In that case, you probably need to be talking to the people/company who modified the firmware. Unless the full extent of their modifications are known, it makes the system a black box and it may, by design or circumstance, not operate the way OpenWrt would otherwise be expected to run.

I'm not exactly sure what you've done here... but if the subnet/address is incorrect, that would obviously explain the problem.

Again, not totally following how your neighbors can access the internet.... I assume there must be another AP.

At this point, you should be checking the connectivity to the main gateway to ensure the cable and physical infrastructure is working as well as the correct address.
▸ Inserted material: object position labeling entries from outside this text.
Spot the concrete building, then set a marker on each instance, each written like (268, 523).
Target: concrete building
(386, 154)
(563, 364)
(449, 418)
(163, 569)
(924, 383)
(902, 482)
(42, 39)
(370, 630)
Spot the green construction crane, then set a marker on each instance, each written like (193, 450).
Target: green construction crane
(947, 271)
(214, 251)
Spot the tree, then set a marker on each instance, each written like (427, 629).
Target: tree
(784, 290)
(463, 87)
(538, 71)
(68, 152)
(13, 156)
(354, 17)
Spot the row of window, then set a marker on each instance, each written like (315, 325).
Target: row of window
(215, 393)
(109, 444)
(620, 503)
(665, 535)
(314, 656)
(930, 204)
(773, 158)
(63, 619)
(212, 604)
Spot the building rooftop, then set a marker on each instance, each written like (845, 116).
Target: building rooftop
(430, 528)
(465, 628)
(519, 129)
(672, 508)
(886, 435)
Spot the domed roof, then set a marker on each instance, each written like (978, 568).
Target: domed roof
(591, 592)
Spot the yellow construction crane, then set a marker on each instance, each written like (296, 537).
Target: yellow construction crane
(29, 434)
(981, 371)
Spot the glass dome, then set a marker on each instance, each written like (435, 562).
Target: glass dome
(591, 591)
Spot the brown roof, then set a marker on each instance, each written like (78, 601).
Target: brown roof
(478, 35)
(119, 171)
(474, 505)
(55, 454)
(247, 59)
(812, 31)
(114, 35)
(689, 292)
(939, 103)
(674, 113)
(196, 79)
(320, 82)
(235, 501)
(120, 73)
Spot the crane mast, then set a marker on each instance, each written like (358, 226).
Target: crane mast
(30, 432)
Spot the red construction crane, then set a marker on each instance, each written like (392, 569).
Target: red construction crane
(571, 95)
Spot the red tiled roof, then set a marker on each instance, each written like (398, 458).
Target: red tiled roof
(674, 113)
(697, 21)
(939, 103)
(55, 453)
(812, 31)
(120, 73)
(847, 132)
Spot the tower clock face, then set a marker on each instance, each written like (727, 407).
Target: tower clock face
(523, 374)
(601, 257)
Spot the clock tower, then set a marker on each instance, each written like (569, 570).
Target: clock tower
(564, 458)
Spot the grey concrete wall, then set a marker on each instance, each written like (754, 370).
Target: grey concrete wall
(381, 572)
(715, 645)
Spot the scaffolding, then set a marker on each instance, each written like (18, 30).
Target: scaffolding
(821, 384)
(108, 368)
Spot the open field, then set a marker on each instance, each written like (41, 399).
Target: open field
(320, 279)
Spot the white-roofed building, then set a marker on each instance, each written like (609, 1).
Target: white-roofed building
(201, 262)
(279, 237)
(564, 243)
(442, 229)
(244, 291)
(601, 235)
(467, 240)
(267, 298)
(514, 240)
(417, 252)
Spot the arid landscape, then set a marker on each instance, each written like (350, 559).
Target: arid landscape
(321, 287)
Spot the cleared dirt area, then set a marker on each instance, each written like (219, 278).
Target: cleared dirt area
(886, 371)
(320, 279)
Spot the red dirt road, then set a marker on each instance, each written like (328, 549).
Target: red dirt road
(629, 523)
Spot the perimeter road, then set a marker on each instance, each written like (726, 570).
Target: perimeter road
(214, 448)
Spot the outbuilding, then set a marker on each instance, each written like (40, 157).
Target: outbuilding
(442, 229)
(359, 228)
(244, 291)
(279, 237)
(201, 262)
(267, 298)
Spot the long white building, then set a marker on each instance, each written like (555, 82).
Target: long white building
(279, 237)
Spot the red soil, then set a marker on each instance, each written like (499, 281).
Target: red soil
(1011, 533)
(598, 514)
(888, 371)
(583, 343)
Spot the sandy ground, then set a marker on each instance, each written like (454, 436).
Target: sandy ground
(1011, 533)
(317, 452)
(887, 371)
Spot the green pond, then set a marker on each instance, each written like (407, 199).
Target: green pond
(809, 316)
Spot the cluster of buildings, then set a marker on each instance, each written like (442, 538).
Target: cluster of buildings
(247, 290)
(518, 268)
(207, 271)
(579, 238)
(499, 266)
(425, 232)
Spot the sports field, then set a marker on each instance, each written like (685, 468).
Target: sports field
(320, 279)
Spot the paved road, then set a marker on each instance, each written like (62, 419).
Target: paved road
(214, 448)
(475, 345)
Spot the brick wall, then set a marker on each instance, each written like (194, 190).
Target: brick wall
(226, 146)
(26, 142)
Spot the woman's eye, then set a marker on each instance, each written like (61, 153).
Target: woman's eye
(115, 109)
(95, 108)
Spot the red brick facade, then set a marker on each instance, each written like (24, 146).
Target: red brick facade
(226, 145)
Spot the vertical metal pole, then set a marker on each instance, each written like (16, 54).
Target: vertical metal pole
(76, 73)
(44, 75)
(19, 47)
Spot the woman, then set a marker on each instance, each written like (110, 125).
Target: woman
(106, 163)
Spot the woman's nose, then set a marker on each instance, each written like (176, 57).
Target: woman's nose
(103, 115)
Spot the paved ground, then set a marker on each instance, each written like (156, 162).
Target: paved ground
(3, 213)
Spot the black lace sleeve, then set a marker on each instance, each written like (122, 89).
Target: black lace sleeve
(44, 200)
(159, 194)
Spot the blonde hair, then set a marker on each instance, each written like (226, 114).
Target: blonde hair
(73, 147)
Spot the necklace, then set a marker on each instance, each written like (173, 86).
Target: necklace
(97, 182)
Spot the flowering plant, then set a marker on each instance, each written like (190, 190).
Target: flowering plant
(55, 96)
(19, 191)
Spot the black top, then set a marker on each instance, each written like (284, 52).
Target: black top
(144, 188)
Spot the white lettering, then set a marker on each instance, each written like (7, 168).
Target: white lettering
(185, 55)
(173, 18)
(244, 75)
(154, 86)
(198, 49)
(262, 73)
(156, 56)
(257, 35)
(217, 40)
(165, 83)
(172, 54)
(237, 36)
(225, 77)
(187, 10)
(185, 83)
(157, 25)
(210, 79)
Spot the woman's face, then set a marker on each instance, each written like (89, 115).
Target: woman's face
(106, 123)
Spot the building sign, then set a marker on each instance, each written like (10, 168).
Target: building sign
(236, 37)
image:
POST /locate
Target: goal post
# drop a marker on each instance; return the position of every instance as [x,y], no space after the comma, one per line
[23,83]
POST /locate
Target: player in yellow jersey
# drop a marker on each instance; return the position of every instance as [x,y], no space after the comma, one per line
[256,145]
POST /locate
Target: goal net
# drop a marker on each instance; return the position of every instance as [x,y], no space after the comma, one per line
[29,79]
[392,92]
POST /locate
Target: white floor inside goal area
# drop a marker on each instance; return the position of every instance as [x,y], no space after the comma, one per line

You can do this using your computer since it sounds like you unplugged your AP and connected your computer instead.

Probably, Because the Main Router IP Address is 192.168.1.1 and the Comfast AP is different.
I'll give some updates very soon

Yup... that will do it.

Change the lan address, gateway, and dns to match the proper network address range and you should be good.

That said, if the firmware has been customized, it's possible you won't be able to install any additional packages... depends on the details about what they did and if the kernel version matches exactly with what was used for 19.07.3.

Current Settings:

Protocol: Static Address
Bring Up on Boot: Yes
IPv4 Address: 192.168.123.254
IPv4 Netmask: 255.255.255.0
IPv4 Gateway: 192.168.123.1
IPv4 Broadcast: 192.168.123.255 (Greyed/Blank)
Custom DNS 8.8.8.8 / 8.8.4.4
  • IPv6 is Disabled

Now my plan is to switch the protocol into DHCP Client to recognize the Main Router as Internet with an IP Address of 192.168.1.10 or 192.168.1.15 (Having a same IP Address with 192.168.1.1 will conflict both AP and the Main Router), Then I will put everything back into Static for OpenWrt Panel Access and DHCP for all devices connected on Comfast AP after installing Libreswan L2TP for Vouchers Paywall or similar on Mikrotik.

  • This is One-Shot Attempt (First Try) and there's no second chance to fix the AP, Pressing the Reset Button on Comfast won't bring everything back to defaults as it goes Bricked and I don't want to climb up the roof.